For Arab Light, the differentials vary by $4.95 per barrel, but outright sales prices currently vary by just $1.78.
Marketing Strategy
Traders and refiners need liquid benchmarks to hedge their exposure to fluctuations in crude. But none of the benchmarks closely resembles the grades of oil marketed by Saudi Aramco, which is why the company has to apply large and variable monthly adjustments to its selling prices via the differentials.
Saudi Aramco's marketers attempt to ensure (1) refiners buy all the cargoes which the company has on offer and (2) sales prices in the three regions are broadly equalised.
The first point is obvious. Saudi oil has to be priced competitively with other similar grades or refiners will buy something else instead.
The second is more subtle. Saudi exports are protected against inter-regional arbitrage by destination clauses: oil sold to a refiner in the United States cannot be diverted and resold to a refiner in Asia.
But other crudes can be arbitraged between the regions and so can the final products produced from refined oil.
Refiners are all, to some extent, competing against one another in both the market for buying crude and in the sale of refined products.
Aramco must price its crude to ensure its customers are not put at a competitive disadvantage in either market.
While most Saudi oil is sold on long term contracts (with market-linked pricing) Aramco would rapidly lose customers if its oil proved to be expensive compared with other grades.
The potential for arbitrage in both crude and product markets ensures that inter-regional differences in final selling prices are ordinarily no more than $2-3 per barrel.
Aramco is Reactive
Changes in official selling prices are often interpreted as evidence of a "grand strategy" for market management by senior policymakers in Riyadh and Dhahran.

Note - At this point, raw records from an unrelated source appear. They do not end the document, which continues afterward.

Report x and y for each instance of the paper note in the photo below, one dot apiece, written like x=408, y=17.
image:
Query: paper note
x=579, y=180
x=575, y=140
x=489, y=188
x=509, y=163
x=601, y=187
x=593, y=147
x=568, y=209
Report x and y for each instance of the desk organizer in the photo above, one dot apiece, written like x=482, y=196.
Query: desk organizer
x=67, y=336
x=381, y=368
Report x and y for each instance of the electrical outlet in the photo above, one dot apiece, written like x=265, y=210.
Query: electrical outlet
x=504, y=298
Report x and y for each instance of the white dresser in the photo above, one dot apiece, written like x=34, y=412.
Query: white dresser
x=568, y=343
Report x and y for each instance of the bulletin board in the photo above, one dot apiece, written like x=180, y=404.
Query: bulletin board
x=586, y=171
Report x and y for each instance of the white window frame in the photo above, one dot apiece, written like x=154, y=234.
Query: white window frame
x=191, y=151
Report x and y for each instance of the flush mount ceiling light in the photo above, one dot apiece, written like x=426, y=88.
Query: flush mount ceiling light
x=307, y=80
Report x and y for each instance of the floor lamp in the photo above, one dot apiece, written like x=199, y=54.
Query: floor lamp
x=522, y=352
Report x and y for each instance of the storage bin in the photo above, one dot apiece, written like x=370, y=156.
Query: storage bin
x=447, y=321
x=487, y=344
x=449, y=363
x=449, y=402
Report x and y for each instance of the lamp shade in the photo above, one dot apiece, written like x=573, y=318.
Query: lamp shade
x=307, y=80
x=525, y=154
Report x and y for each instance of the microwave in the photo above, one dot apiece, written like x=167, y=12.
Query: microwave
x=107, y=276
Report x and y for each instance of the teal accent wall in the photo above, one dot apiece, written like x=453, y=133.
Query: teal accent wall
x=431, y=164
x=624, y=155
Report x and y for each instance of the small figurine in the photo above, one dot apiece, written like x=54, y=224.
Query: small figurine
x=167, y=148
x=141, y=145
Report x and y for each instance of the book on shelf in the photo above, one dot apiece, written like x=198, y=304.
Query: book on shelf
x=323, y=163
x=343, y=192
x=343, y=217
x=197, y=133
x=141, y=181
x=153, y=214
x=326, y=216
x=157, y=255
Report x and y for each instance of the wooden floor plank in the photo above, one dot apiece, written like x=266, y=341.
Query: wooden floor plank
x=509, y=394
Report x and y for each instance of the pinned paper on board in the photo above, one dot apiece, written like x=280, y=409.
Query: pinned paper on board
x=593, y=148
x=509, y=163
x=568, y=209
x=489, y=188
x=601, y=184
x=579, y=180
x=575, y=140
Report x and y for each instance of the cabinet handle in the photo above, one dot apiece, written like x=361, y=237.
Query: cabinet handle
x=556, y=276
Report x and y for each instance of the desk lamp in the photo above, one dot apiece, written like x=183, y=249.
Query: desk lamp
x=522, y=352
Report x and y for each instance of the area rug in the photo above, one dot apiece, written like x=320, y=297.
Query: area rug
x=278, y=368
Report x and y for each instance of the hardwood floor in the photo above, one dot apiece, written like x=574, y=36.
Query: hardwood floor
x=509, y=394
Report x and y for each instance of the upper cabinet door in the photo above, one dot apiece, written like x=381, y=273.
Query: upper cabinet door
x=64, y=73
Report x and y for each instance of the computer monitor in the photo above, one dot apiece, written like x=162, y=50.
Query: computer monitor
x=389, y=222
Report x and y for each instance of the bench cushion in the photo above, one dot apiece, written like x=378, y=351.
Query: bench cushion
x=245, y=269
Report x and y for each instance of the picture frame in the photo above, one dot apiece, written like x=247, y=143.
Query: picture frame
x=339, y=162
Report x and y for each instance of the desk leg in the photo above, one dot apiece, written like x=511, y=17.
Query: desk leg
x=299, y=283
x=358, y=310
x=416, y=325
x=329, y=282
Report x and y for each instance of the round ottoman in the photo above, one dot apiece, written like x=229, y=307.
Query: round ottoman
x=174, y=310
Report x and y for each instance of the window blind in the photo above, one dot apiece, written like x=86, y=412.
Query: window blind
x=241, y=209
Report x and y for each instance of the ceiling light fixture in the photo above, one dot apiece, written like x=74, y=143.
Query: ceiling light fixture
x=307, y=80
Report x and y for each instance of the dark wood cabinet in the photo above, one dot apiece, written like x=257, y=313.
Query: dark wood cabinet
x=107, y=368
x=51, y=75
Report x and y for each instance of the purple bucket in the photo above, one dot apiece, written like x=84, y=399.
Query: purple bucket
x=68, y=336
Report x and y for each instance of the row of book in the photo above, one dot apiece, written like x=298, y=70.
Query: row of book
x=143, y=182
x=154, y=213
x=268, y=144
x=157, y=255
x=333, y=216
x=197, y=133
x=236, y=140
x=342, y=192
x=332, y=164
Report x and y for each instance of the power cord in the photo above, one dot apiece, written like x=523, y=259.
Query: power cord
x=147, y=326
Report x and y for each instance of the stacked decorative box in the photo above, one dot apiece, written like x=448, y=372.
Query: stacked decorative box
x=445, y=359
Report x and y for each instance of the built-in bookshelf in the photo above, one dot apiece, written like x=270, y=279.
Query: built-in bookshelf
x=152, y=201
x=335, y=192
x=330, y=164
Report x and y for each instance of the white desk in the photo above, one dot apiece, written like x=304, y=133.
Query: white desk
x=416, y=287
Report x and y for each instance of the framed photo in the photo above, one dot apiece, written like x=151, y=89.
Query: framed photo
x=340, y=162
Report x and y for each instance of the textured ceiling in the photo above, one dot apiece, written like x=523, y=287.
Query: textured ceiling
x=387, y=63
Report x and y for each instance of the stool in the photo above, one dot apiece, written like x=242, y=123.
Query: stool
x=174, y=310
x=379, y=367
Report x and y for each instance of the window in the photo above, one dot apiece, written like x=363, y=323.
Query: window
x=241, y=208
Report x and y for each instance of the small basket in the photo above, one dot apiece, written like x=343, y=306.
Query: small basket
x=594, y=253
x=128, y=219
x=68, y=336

For the most part, however, Saudi Aramco's pricing strategy is reactive rather than proactive. The company adjusts differentials in response to current and forecast market conditions to maintain the competitiveness of its oil sales.
At the margin, Saudi Aramco can adjust differentials to push slightly more oil into the market or hold sales back, as well as to alter the balance of sales between regions.
But most of the changes in differentials are driven by the need to react to external events (such as refining demand and the availability of competing crudes) rather than Saudi strategy.
The distribution of Saudi sales to the three regions displays a high degree of stability over time (in contrast to the differentials themselves).
In the case of the United States, Aramco's crude was too expensive in June, July and August, and export volumes slumped by almost 700,000 barrels per day.
Like any other marketer, to reverse some of those losses, Aramco has cut its differentials to make its oil more attractive.
The price cuts will intensify the competitive pressure on U.S. shale producers, but that is an indirect consequence of the policy, not its primary objective, which is to maintain market share.
In any event, the Americas accounted for less than 20 percent of Saudi exports in 2013, according to the U.S. Energy Information Administration.
In the much larger Asian market, which accounted for almost 70 percent of sales in 2013, where Aramco's oil has been competitive, the company has actually boosted differentials for December sales by around $1 per barrel.
Changes in differentials in the U.S. market are not a sign that Saudi Aramco is declaring a volume war on U.S. shale producers or other oil exporters (any more than differential increases in Asia signal the opposite).
But that might be the unintended consequence if everyone tries to defend their market share. Sooner or later someone somewhere has to cut: whether it is the Saudis and OPEC, non-OPEC suppliers like Canada, U.S. shale producers, or all of them.